Gesunder Schlaf – von globaler zu lokaler Schlaf-Wach-Regulation
Klassische Modelle der Schlaf-Wach-Regulation gingen von klar getrennten Zuständen aus. Schlaf und Wachheit wurden als global organisierte Zustände verstanden. Neuere neurobiologische Forschung stellt dieses dichotome Modell infrage.Zahlreiche tierexperimentelle Arbeiten und Studien am Menschen zeigen, dass Elemente von Schlaf und Wachheit im Gehirn koexistieren können. Insbesondere im Non-REM-Schlaf finden sich kortikale Inseln von Wachaktivität. Diese lokalen Wachphänomene sind physiologisch und treten auch bei gesunden Menschen auf.5
Klinisch ist dies von grosser Bedeutung, da das subjektive Erleben von Wachheit im Schlaf auch bei gesunden Menschen auftritt und nicht pathologisch ist. Das Gefühl, «wach zu sein», kann Ausdruck lokaler wachähnlicher Hirnaktivität im Schlaf sein und ist nicht mit objektivem Schlafmangel gleichzusetzen.
Definition und klinisches Bild der insomnischen Störung
Die insomnische Störung ist gekennzeichnet durch eine anhaltende Unzufriedenheit mit der Schlafquantität oder -qualität trotz ausreichender Gelegenheit zu Schlaf. Die Beschwerden treten mindestens einige Nächte pro Woche über einen Zeitraum von mindestens drei Monaten auf und gehen mit subjektiven Beeinträchtigungen am Tag einher, wie Sorgen um Konzentrations- oder allgemeine Leistungsfähigkeit.
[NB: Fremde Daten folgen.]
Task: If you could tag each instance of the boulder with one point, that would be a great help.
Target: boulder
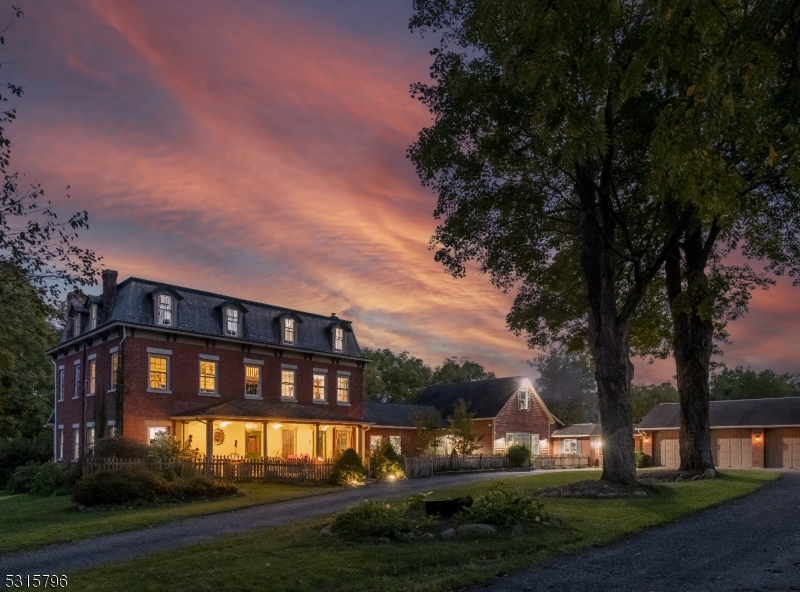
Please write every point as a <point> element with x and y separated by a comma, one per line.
<point>476,531</point>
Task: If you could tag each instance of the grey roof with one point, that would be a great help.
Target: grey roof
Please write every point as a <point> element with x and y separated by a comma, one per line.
<point>784,411</point>
<point>251,409</point>
<point>484,398</point>
<point>397,415</point>
<point>579,429</point>
<point>200,312</point>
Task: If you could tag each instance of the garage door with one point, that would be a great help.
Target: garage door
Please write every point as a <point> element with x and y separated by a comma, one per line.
<point>731,448</point>
<point>665,449</point>
<point>782,448</point>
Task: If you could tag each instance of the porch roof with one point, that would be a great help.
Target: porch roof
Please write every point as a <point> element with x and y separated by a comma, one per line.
<point>261,410</point>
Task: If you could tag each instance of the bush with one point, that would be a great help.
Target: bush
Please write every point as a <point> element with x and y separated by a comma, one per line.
<point>501,508</point>
<point>41,479</point>
<point>518,455</point>
<point>368,518</point>
<point>18,453</point>
<point>120,447</point>
<point>348,470</point>
<point>137,484</point>
<point>386,463</point>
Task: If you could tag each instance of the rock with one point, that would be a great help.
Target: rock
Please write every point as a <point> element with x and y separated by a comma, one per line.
<point>475,531</point>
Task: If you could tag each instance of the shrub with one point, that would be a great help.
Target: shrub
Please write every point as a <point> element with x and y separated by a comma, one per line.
<point>518,455</point>
<point>348,470</point>
<point>120,447</point>
<point>501,508</point>
<point>18,453</point>
<point>386,463</point>
<point>369,518</point>
<point>41,479</point>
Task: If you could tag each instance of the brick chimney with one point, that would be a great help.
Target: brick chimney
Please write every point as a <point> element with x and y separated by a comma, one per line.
<point>109,292</point>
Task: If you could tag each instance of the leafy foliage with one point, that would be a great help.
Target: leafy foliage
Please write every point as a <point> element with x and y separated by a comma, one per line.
<point>348,469</point>
<point>503,508</point>
<point>749,384</point>
<point>518,455</point>
<point>567,385</point>
<point>371,519</point>
<point>461,437</point>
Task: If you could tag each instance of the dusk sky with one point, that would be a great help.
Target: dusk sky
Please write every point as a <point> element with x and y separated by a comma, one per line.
<point>257,149</point>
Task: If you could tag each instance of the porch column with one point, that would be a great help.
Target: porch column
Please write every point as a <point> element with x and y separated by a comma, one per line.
<point>209,444</point>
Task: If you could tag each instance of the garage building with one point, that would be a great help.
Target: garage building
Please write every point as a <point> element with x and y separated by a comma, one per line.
<point>745,433</point>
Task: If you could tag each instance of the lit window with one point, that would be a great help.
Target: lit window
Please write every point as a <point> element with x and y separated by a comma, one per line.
<point>208,377</point>
<point>319,387</point>
<point>92,376</point>
<point>252,381</point>
<point>157,431</point>
<point>524,399</point>
<point>288,330</point>
<point>338,339</point>
<point>77,391</point>
<point>164,314</point>
<point>232,324</point>
<point>343,389</point>
<point>287,384</point>
<point>159,372</point>
<point>114,370</point>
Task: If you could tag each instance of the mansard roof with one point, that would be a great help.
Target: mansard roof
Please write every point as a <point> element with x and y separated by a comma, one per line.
<point>198,312</point>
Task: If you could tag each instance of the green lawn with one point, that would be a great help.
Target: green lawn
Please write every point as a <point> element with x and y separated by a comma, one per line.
<point>28,521</point>
<point>298,558</point>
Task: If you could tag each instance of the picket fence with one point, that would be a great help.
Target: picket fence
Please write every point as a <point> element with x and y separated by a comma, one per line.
<point>226,467</point>
<point>425,466</point>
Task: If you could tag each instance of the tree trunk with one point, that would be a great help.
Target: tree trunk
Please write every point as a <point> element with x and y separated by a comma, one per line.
<point>693,334</point>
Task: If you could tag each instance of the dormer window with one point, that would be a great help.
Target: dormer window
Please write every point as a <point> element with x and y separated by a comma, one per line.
<point>164,308</point>
<point>338,339</point>
<point>232,322</point>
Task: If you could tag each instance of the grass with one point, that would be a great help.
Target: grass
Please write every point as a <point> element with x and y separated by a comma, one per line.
<point>297,558</point>
<point>27,521</point>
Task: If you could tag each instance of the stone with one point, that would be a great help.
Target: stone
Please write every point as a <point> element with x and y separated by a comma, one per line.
<point>476,531</point>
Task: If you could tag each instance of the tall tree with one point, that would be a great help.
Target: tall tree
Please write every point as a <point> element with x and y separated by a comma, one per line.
<point>566,384</point>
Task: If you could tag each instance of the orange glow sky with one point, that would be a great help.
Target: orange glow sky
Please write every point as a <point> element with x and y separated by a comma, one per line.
<point>257,149</point>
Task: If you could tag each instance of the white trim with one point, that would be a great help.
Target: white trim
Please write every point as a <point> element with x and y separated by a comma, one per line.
<point>162,352</point>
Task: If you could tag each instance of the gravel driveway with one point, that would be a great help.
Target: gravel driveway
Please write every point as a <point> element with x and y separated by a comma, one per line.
<point>747,545</point>
<point>70,557</point>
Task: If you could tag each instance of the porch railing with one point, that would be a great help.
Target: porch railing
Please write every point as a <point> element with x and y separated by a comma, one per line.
<point>226,467</point>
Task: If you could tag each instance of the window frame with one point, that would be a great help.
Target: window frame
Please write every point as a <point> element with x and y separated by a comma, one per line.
<point>153,352</point>
<point>214,360</point>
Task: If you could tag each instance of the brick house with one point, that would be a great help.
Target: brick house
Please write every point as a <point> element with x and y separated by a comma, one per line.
<point>239,377</point>
<point>744,433</point>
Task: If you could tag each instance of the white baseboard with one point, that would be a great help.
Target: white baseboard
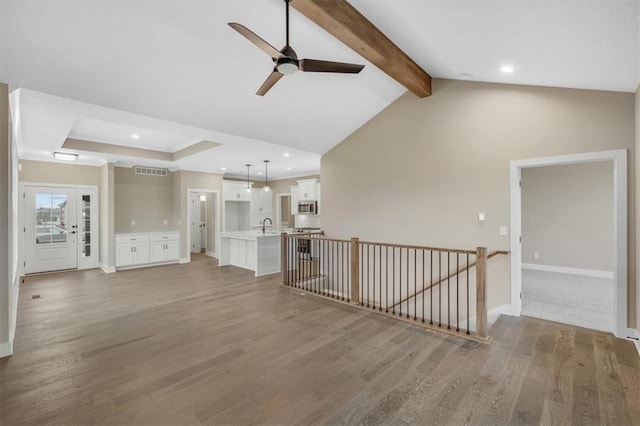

Zentral ist, dass die Diagnose auf subjektiven Beschwerden basiert. Frauen sind häufiger betroffen als Männer, und die Prävalenz nimmt mit dem Alter zu. Der Verlauf kann episodisch oder chronisch sein.1
Pathophysiologische Konzepte
Aktuelle Konzepte betonen, dass bei der Mehrzahl der Patientinnen und Patienten mit einer chronischen insomnischen Störung grundlegende schlafregulatorische Systeme intakt sind. Polysomnografisch zeigen sich häufig keine oder nur geringe Abweichungen von gesunden Vergleichspersonen. Schlaf-Wach-regulatorische Systeme sind oft im Wesentlichen intakt; die Störung entwickelt sich im Kontext einer Bewertung und problematischen Verhaltens. So tragen kognitive Faktoren, emotionale Anspannung und Verhaltensweisen wie verlängerte Bettzeiten wesentlich zur Entstehung und Aufrechterhaltung der Störung bei. Diese Sichtweise ist therapeutisch bedeutsam, da sie erklärt, warum psychotherapeutische Verfahren wirksam sind, Schlafmedikamente hingegen problematisch und apparative Modulationen von Schlaf (Neurostimulation) wenig aussichtsreich sind.5,6
Diagnostik
Die Diagnose einer insomnischen Störung wird primär klinisch anhand einer allgemeinen Anamnese und einer Schlafanamnese gestellt. Ergänzend können Schlaftagebücher und validierte Fragebögen wie der Insomnie-Schweregrad-Index eingesetzt werden. Apparative Untersuchungen wie Polygrafie oder Polysomnografie dienen dem Ausschluss anderer Schlafstörungen, etwa eines Schlafapnoesyndroms. Sie sind nicht geeignet, eine insomnische Störung zu beweisen oder auszuschliessen. Eine Aktigrafie kann eingesetzt werden, um den Schlaf-Wach-Rhythmus in Annäherung abzubilden. Ein Nachweis oder Ausschluss einer insomnischen Störung ist dadurch nicht möglich.1
Insomnie als Komorbidität
Eine wichtige Änderung der letzten Jahre ist die Abkehr von der Vorstellung, Insomnie sei lediglich ein Symptom anderer Erkrankungen. Studien zeigen, dass Insomnie ein unabhängiger Risikofaktor für das Neuauftreten psychischer Störungen ist und den Verlauf bestehender Erkrankungen negativ beeinflussen kann, wie beispielsweise depressiver Störungen.7 Umgekehrt verbessert die gezielte Behandlung der insomnischen Störung nicht nur Schlaf, sondern auch andere psychopathologische Symptome.6
Therapie der ersten Wahl
Die kognitive Verhaltenstherapie für Insomnie (KVT-I) ist gemäss allen internationalen Leitlinien die Therapie der ersten Wahl, auch bei psychiatrischer und somatischer Komorbidität.1 Die KVT-I besteht aus mehreren Elementen, darunter Psychoedukation, Bettzeitrestriktion, Stimuluskontrolle, Entspannungsverfahren und kognitiver Restrukturierung. Ziel ist nicht primär die Verlängerung des Schlafs, sondern die Verbesserung der Schlafqualität und der schlafbezogenen Lebensqualität. Metaanalysen zeigen grosse und stabile Effektstärken der KVT-I, die auch langfristig erhalten bleiben. Dennoch ist die Behandlung im klinischen Alltag bislang unzureichend implementiert.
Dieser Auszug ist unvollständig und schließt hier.